The term ‘Objectives and key results’ doesn’t exactly roll off the tongue. John Doerr even jokes about that in his 2018 TED Talk. Doerr, as well as being an icon of the American investment scene, is considered one of the inventors of OKR, together with Intel founder Andy Grove.
The two managers introduced the method at Google in 1999. The company founders Larry Page and Sergey Brin were not exactly enthusiastic, Doerr recalls. But they felt there was no other way to manage the company, so they gave it a go.
Management by objectives: if you can measure it, you can manage it
Google is now one of the most valuable companies and brands in the world. And the company still stands by management by objectives – MbO for short. The foundation for management by objectives dates back to an insight from the 1950s. Peter Drucker, pioneer of modern management theory, said at the time: if you can’t measure it, you can’t improve it.
Successful management with OKR is the natural consequence of that conviction. It is based on two simple factors: measurable ‘key results’ are allocated to every corporate target (‘objective’). These are checked at regular intervals, compared and redefined.

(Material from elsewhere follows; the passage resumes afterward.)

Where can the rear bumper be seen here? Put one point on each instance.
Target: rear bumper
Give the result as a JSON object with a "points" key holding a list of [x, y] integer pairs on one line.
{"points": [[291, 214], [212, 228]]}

The right focus: the success story of management by objectives and the OKR model
The company objectives specify what should be achieved together. Employees and management develop these objectives in one or more workshops. The measurable key results break down how exactly these objectives are to be reached and how success is to be measured. In this way, after a specified time period, everyone can relatively simply and transparently check whether a company is working successfully. Or, as Intel founder Andy Grove put it: ‘Did I do that, or did I not do that? Yes. No. Simple.’
The clear and intuitive structure of objectives (what?) and key results (how?) is the reason the OKR method is so successful. From Intel, Google and Twitter to mymuesli and Flixbus: having been thought up and tested out in Silicon Valley, it is now not just stock-exchange-listed American and European companies who put their faith in OKR, but also rock stars such as Bono from U2.
The Irish musician has been involved in the legendary Live Aid concerts, the fight against AIDS and debt relief for the world’s poorest countries. All in all, a project of gigantic scope with more than ambitious objectives, which Bono and his team also manage with the help of OKR. The rock star explains that OKR provides an environment for risk and trust where failing is not a fireable offence.